Hence, it makes total sense for the advanced users to go with WooCommerce.


As a general rule, I think that new and small e-commerce businesses should start with Shopify while large business doing larger volumes should use WooCommerce so they can avoid transaction fee, hire a technical resource if needed, and get unlimited flexibility and customization.

At Socialoholic, we’ve been doing 7-figure e-commerce for a while, but still have found ourselves using Shopify. For 8 figure and beyond, I think one should definitely be using WooCommerce.

Variable Sale Pricing & Facebook Ads

One of the readers of the blog was discussing his Facebook ad strategy and mentioned that he has to increase the sale price of the product due to expensive shipping.

This quickly reminded me of my personal experience with variable pricing and Facebook ads and I thought to write a bit about that.

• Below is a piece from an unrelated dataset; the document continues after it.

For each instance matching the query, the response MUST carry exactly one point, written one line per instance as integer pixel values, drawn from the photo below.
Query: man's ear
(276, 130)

When you start advertising a product on Facebook on a specified price point e.g $19 and have a ton of qualified events stored in your pixel and ad account, a change of pricing can be sometimes disastrous. When you record hundreds of add to carts, check-outs, and purchases at a $19 price point, you’ve trained the Facebook ad algorithm to bring you buyers who are comfortable to spend money in that range. Facebook looks into the historical purchase patterns of the buyers and their average cart value in order to serve your ads to the right audience.

An increase of pricing mid-way in the campaign with a lot of recorded data will have more negative impact as you’re not just going to have lower conversion rate due to the hike in price, but also because your ads will not be served to the right audience further reducing your conversion rate. Due to this reason, personally, I like to start my ads with the final sale price and not something lower.